Las palomas
Por Marcos Gonzalez
(marcosggonza@gmail.com)
Por lo general, estoy en contra de los eufemismos. Prefiero decir las cosas por su nombre real, aunque crudo, antes que apelar a cubiertos de edulcorante.
Cuando no se nos ocurre algo más feliz, solemos recurrir a diminutivos. Y aunque viejito no es mucho más piadoso que viejo, insistimos. O caemos en un "integrante de la tercera edad", "octogenario" y otras lindezas.
No obstante, hay términos que traen consigo una carga de destemplanza semejante, que no dejan más remedio que el eufemismo.
Por caso, apareamiento. Me niego a conjugar el verbo aparear. Si es un chiquito el que me pregunta qué están haciendo esos dos animales, prefiero pecar de ingenuo: están poniéndose de novios.
Afortunadamente, los grandes ya no me preguntan esas cosas. Y si en medio de una charla entre gente que no es de mi confianza (entre conocidos suelo ser más bien indecoroso) el tema me lleva para ese lado, tomo algún atajo y evito el asunto. Pero aparear, nunca.
Ayer, mientras caminaba cerca del Hospital vi dos palomas poniéndose de novios. Deberá disculpar el lector por el trato infantil, pero ciertamente la pareja en cuestión transitaba los tramos previos al asunto. Es decir, pleno cortejo.

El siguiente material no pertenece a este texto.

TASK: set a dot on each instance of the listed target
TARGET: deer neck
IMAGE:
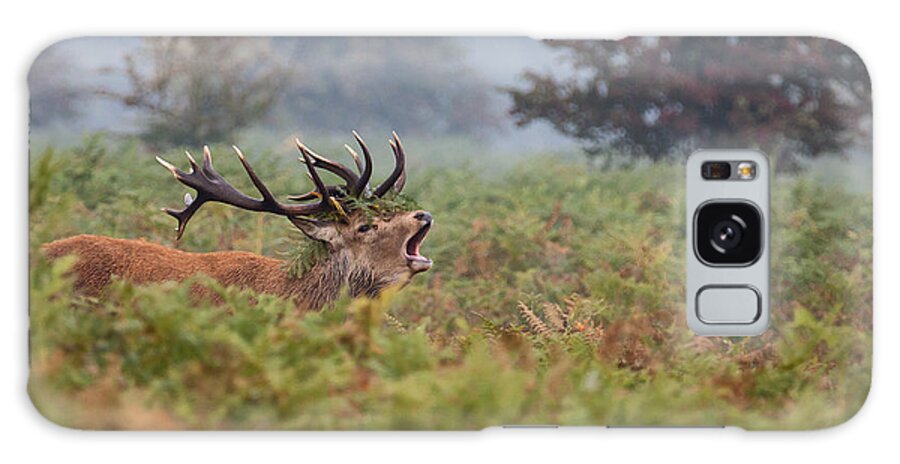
(324, 282)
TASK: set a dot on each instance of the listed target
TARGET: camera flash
(746, 170)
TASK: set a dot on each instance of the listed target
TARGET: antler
(211, 186)
(397, 179)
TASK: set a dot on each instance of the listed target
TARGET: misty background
(487, 100)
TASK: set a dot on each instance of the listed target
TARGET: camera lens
(728, 233)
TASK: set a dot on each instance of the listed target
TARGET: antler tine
(314, 194)
(320, 186)
(211, 186)
(399, 167)
(334, 167)
(363, 184)
(356, 159)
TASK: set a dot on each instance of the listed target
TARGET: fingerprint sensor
(728, 304)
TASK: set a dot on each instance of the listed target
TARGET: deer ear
(323, 231)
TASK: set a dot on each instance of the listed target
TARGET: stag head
(376, 237)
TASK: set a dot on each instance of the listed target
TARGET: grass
(556, 297)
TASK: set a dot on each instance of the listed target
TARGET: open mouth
(417, 262)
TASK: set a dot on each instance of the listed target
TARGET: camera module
(728, 233)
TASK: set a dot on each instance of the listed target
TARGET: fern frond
(534, 322)
(556, 317)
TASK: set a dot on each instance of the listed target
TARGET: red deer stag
(366, 252)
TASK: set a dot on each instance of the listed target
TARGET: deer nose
(423, 216)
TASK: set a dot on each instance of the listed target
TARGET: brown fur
(364, 262)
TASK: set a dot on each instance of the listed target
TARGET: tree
(655, 97)
(201, 89)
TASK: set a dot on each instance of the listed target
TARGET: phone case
(474, 232)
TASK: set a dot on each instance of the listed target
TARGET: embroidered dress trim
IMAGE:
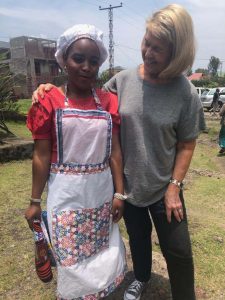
(75, 169)
(80, 234)
(102, 293)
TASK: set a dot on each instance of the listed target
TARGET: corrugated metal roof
(4, 45)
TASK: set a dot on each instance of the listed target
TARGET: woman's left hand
(117, 209)
(173, 203)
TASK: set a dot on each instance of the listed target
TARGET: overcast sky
(48, 19)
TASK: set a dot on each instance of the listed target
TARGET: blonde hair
(174, 25)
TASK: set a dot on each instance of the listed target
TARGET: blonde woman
(161, 117)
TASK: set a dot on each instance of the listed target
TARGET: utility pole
(111, 43)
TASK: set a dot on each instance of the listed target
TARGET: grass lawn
(204, 194)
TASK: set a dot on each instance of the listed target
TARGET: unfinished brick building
(32, 62)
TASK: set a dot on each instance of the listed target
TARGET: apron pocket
(80, 234)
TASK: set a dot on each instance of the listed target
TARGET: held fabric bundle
(44, 258)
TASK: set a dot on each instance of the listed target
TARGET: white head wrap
(75, 33)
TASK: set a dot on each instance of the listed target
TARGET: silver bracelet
(177, 183)
(120, 196)
(35, 200)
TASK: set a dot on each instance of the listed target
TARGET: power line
(111, 44)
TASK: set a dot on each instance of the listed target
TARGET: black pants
(174, 241)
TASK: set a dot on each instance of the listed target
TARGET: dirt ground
(159, 286)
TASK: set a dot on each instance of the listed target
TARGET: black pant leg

La paloma, en el alféizar de la ventana, miraba extasiada las proezas del macho, que le volaba cerquita, en un despliegue mezcla acrobacia y galantería que bien valían la aceptación de su dama.

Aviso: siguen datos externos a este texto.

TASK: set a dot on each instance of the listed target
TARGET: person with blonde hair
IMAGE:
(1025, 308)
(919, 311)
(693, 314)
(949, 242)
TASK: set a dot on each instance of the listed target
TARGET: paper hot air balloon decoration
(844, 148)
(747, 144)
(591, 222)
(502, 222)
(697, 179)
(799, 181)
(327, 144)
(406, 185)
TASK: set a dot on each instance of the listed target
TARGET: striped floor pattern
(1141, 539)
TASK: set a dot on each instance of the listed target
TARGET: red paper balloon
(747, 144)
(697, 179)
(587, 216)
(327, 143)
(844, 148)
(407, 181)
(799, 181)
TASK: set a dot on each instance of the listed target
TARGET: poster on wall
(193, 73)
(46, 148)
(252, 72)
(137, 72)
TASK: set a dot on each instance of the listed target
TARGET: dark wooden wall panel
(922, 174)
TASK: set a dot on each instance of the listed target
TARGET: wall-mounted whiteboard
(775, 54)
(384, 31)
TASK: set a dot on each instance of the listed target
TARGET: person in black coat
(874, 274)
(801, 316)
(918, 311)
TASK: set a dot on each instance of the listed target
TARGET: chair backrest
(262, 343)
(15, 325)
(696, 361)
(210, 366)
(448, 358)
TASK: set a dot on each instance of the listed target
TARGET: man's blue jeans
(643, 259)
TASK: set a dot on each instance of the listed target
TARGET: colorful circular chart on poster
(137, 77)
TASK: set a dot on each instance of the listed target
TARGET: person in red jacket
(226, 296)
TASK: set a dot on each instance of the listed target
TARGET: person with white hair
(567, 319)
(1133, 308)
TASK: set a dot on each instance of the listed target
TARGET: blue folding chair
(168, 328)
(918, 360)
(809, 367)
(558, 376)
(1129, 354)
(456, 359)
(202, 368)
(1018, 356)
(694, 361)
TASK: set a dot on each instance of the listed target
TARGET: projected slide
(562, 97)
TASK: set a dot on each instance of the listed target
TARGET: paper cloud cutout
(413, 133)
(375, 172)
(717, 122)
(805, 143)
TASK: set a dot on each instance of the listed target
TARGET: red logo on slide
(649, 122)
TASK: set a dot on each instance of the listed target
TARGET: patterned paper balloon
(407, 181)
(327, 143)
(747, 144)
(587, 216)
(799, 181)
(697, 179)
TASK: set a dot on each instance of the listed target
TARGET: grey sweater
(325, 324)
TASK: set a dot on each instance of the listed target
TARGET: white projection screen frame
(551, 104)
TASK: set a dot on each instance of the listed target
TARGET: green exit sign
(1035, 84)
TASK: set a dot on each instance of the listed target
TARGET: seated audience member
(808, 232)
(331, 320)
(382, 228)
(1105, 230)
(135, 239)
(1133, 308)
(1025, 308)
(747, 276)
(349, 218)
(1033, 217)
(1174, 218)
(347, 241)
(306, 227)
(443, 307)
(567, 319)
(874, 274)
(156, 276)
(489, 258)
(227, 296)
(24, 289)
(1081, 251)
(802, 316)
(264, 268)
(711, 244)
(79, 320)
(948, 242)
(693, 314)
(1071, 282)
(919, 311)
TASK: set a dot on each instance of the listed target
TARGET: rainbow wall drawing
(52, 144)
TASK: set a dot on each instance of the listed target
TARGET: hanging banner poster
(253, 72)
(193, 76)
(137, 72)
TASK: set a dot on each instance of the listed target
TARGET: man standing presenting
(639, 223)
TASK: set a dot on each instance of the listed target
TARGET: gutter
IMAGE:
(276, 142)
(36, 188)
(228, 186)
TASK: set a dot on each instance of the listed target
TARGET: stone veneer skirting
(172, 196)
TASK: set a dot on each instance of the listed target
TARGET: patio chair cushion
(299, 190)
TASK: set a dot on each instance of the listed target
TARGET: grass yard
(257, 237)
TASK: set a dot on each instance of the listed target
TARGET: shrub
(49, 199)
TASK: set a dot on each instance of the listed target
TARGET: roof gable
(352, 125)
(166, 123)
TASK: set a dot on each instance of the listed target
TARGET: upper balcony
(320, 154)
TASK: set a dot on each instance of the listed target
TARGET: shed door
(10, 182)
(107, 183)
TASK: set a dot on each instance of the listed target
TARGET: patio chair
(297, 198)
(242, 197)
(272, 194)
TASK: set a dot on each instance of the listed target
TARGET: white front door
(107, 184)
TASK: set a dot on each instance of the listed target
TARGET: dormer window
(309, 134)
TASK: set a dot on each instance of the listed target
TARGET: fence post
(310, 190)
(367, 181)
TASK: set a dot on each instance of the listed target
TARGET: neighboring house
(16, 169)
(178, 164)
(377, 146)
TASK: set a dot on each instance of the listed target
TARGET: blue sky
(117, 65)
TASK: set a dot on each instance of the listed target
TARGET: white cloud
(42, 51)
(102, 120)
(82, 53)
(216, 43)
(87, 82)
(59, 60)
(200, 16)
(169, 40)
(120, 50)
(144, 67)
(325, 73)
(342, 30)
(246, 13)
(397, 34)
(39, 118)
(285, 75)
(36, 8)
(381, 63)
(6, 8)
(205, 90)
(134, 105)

Guardé prudencial distancia y me quedé a ver el desenlace. Pensaba cómo se vería el espectáculo del otro lado de la ventana, en esa sala, habitación o cocina.

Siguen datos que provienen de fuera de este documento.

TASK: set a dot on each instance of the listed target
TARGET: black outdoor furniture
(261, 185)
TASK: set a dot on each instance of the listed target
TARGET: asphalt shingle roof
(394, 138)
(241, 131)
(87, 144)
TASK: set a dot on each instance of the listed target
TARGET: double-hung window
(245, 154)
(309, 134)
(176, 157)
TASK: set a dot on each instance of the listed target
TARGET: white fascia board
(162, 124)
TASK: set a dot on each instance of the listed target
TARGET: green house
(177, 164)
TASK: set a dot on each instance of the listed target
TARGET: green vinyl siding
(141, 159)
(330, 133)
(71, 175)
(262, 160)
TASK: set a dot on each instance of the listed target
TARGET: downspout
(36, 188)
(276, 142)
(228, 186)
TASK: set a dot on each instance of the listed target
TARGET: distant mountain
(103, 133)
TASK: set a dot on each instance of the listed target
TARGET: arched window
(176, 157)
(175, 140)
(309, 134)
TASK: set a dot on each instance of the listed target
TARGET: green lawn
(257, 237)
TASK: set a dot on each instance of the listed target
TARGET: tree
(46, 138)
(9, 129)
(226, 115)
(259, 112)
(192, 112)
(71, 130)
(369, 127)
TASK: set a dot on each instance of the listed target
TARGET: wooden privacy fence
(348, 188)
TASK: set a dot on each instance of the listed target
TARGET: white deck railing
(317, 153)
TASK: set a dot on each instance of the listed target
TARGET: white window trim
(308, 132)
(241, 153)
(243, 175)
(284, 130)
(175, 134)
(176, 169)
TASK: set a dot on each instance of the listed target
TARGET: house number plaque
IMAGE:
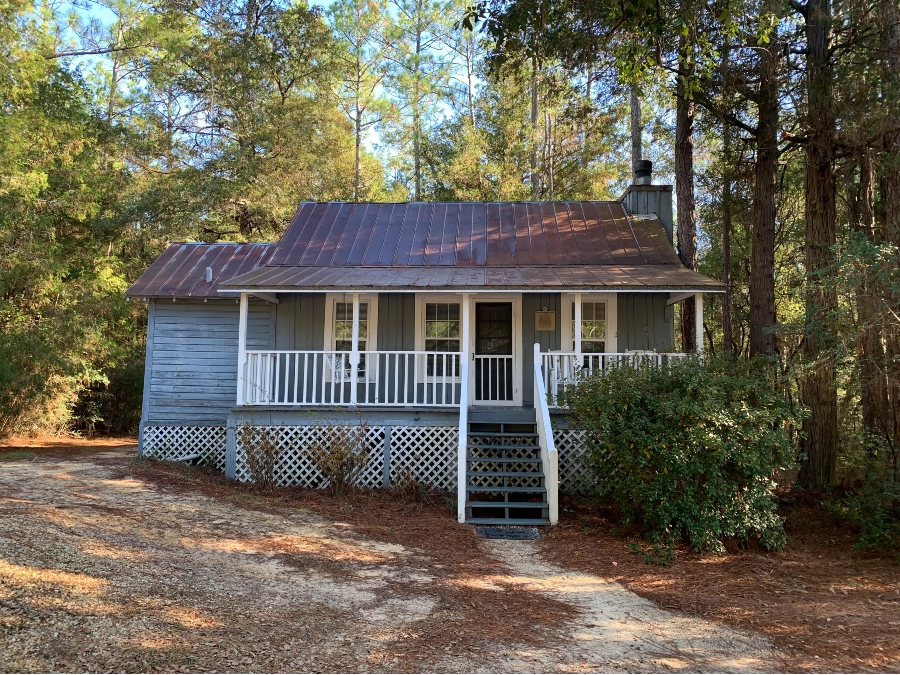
(545, 320)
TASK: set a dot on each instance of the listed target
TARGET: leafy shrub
(341, 456)
(261, 447)
(688, 451)
(874, 510)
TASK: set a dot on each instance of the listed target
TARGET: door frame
(516, 300)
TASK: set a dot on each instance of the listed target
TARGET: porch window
(343, 332)
(442, 334)
(593, 327)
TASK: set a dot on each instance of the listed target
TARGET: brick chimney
(644, 199)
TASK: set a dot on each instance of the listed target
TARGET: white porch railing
(562, 369)
(549, 455)
(327, 378)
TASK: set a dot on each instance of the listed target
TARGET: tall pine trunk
(869, 347)
(762, 268)
(818, 385)
(890, 49)
(684, 185)
(637, 150)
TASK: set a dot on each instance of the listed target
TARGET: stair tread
(505, 460)
(509, 474)
(507, 505)
(501, 488)
(508, 521)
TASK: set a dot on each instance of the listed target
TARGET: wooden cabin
(446, 329)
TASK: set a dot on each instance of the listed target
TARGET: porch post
(578, 361)
(698, 322)
(464, 341)
(242, 349)
(354, 352)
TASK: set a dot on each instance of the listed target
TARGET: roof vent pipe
(643, 172)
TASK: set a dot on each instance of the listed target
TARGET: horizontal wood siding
(192, 358)
(549, 340)
(645, 322)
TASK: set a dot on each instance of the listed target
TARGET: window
(343, 332)
(442, 335)
(593, 327)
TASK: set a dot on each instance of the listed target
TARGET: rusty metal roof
(509, 246)
(549, 278)
(465, 234)
(180, 271)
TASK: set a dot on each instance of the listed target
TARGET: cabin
(445, 330)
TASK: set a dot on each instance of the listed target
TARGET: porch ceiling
(521, 278)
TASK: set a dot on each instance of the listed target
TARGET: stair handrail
(463, 440)
(549, 455)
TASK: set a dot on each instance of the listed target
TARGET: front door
(494, 371)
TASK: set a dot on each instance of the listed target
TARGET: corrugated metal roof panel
(497, 234)
(608, 277)
(180, 271)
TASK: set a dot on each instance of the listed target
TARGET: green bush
(688, 451)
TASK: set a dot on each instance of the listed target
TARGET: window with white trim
(442, 334)
(343, 333)
(593, 327)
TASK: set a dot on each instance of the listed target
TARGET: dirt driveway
(105, 567)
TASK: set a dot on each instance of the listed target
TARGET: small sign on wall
(544, 321)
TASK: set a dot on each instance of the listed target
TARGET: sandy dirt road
(102, 570)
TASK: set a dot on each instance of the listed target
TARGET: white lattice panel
(430, 453)
(575, 473)
(171, 443)
(530, 453)
(295, 467)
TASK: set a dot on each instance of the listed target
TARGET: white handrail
(463, 443)
(549, 455)
(380, 378)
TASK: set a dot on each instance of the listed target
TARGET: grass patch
(14, 455)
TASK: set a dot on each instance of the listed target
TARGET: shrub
(261, 447)
(688, 451)
(341, 456)
(873, 509)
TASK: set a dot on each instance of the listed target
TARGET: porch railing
(562, 369)
(328, 378)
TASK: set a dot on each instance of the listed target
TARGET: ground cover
(108, 563)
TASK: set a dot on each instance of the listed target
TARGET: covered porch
(490, 340)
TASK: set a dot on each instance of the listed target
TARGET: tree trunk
(684, 187)
(890, 48)
(818, 386)
(637, 150)
(869, 349)
(727, 330)
(762, 271)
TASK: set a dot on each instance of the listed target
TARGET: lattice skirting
(428, 452)
(172, 443)
(575, 473)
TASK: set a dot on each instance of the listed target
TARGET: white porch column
(242, 349)
(465, 339)
(464, 402)
(354, 352)
(698, 322)
(578, 360)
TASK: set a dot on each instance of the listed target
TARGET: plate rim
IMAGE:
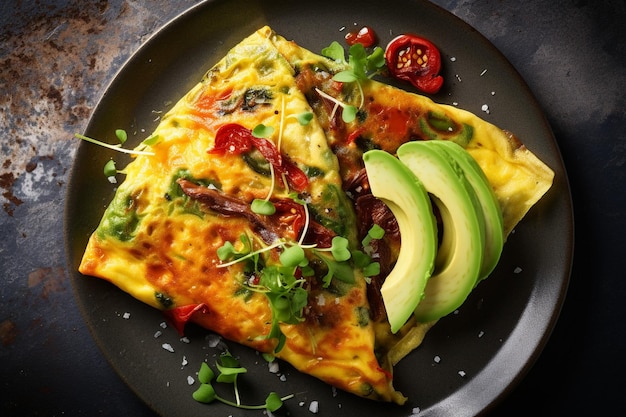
(561, 289)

Dos palomas poniéndose de novios en nuestra ventana tiene que ser un signo de bienaventuranza, por más que veterinarios o manuales bromatológicos nos alerten sobre pestes y otras calamidades.
Quizás por cansancio, para tomar respiro o sencillamente para conocer la respuesta, el macho detuvo su vuelo y se paró junto a su amada.
Así se quedaron un buen rato, en silencio, uno al lado del otro. Acepté que mi presencia ya no era necesaria, tal vez hasta molesta.
Me fui pensando de dónde nos viene la asociación de las palomas con lo bueno. Recordé mis primeros años de escuela, en el San José, cuando Zacarías o Baltasar nos leían tramos de la Biblia en la hora de religión.
Recordé el diluvio universal y el Arca de Noé. Recordé que por aquel entonces los actos de Dios que me resultaban incomprensibles o disparatados, se solucionaban con un "los caminos del Señor son inescrutables", a manera de respuesta por parte del cura.
Cuando la lluvia cesó, Noé agarró una de las palomas que llevaba en el arca y la echó a volar. A los días, volvió con una rama de olivo en el pico. La tierra era nuevamente habitable.
Luego de cuarenta días y cuarenta noches, el castigo había cesado. Durante ese lapso, Noé y su mujer, sus hijos y sus nueras y los cientos de parejas de animales habían disfrutado de lo lindo, apelando a un eufemismo. Todo fuera por mantener la especie.
De allí quizás me venga la simpatía por las palomas. De allí quizás también, el rechazo al verbo aparear.